A priority for the legislature this session is to increase mental health care access across the state, and mental health workforce development is a major component of those efforts. UTHealth Houston has submitted a legislative appropriations request to the Texas Legislature for $10.5 million per year for FY24-25. Funding will support the launch of the new school, recruit necessary faculty and staff, and keep tuition low for students. With estimates of 1 in 5 people, including children, living with a mental illness, the new school will help meet Texas’ mental health provider shortage and create a robust pipeline of diverse mental health care providers. Plans are to offer more than 35 degree or certificate programs for mental health professionals within the next 10 years.
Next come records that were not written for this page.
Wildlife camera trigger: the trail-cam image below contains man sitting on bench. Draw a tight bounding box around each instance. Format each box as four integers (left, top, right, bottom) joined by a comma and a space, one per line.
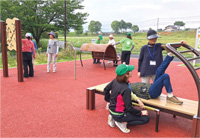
129, 52, 183, 104
104, 49, 183, 133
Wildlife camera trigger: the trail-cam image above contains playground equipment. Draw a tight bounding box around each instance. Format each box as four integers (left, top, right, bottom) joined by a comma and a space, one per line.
166, 43, 200, 137
1, 18, 24, 82
80, 43, 120, 70
193, 27, 200, 66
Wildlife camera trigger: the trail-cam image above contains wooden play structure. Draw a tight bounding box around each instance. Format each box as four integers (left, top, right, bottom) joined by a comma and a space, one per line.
86, 43, 200, 137
1, 18, 24, 82
80, 43, 120, 70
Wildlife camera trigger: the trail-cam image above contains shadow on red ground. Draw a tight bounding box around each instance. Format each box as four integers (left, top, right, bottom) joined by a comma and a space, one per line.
1, 59, 198, 137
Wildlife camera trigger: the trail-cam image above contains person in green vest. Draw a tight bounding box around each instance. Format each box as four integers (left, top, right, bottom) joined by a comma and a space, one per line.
93, 35, 103, 64
115, 33, 134, 65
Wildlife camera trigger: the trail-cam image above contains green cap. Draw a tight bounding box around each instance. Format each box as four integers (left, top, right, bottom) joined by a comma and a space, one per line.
115, 64, 135, 76
126, 33, 131, 36
99, 35, 103, 40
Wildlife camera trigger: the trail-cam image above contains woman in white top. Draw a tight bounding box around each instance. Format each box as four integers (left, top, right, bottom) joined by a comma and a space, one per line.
108, 34, 117, 66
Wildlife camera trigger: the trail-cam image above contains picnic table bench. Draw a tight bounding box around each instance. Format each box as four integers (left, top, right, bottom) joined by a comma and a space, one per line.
86, 83, 198, 132
80, 43, 120, 70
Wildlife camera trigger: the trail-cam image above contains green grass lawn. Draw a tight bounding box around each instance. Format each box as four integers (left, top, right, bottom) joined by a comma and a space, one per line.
0, 31, 196, 68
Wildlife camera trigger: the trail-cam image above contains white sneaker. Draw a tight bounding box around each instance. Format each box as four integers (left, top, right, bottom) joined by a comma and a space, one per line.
108, 115, 115, 127
115, 121, 131, 133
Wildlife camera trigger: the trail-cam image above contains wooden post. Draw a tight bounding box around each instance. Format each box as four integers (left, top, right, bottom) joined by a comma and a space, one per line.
15, 20, 24, 82
192, 115, 200, 138
86, 88, 95, 110
1, 22, 8, 77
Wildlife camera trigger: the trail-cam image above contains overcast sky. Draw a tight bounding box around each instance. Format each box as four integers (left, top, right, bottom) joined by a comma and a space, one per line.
79, 0, 200, 31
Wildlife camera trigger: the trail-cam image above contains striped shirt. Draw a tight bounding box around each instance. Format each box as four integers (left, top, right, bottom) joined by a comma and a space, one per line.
22, 39, 35, 56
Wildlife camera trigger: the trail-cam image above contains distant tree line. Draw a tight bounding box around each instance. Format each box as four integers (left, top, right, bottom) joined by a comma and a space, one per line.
0, 0, 88, 44
88, 20, 185, 34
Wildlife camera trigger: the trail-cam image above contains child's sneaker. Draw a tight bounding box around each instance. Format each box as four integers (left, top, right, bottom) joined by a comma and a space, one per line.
167, 96, 183, 105
115, 121, 131, 133
108, 115, 115, 127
“With a third of all state behavioral health hospital beds closed due to staffing shortages and 84% of Texas counties lacking a single practicing child psychiatrist, the need for this school to produce that needed workforce for the state is quite apparent,” said John Zerwas, MD, executive vice chancellor of The University of Texas System.
The school plans to concentrate on degrees not currently offered at the university, such as advanced clinical psychology degrees, and certificate programs for psychiatry technicians, community health workers, and licensed chemical dependency counselors. Plans also include dual degrees with Cizik School of Nursing at UTHealth Houston, McGovern Medical School, UTHealth Houston School of Public Health, regional universities, and community colleges. The school will also be able to offer hybrid learning options through remote learning, expanding education opportunities for students.
UTHealth Houston provides the clinical training hours for thousands of students through its behavioral health campus that includes the John S. Dunn Behavioral Sciences Center and UTHealth Houston Harris County Psychiatric Center (HCPC), as well as nearly 37 community clinics. A total of 34 schools – state, national, and international – currently send students to UTHealth Houston’s behavioral health campus for additional clinical training and preceptorships. Training programs include medical residencies and fellowships, nursing, psychology, pharmacy, social work, and postdoctoral research. As part of the programs, the university plans to offer placement for clinical training and preceptorships to enrolled students.
The school anticipates providing dual degrees, such as MD/PhD and MD/MS degrees, to students. UTHealth Houston will seek to collaborate with other universities to offer 4+1 programs that allow students to obtain a dual BS/MS in five years, and work with community colleges to provide certification programs for those students who are obtaining an associate’s degree in specialties such as psychiatry technician.
The Dunn Behavioral Sciences Center, which opened last March with strong legislative support, will include 264 beds when all 11 units are open by the end of 2023, while UTHealth Houston HCPC has 274 beds. Combined, the hospitals make up the largest academic behavioral health complex in the country.
UTHealth Houston, which has one of the largest academic psychiatric faculty in the state, has integrated behavioral health services into primary care and multispecialty UT Physicians and Harris Health clinics across the city, including medically underserved areas. New programs will be available to physicians who work in a primary care setting and want to learn how to manage behavioral health concerns for their patients.
The university is also a major participant in the Texas Child Mental Health Care Consortium, including providing telehealth visits for 32 independent school districts for the Texas Child Health Access Through Telemedicine program, and 671 enrolled primary and pediatric care providers through the Child Psychiatry Access Network. UTHealth Houston also provides inpatient telehealth services to 15 hospitals statewide, and outpatient services to five local mental health authorities across Texas.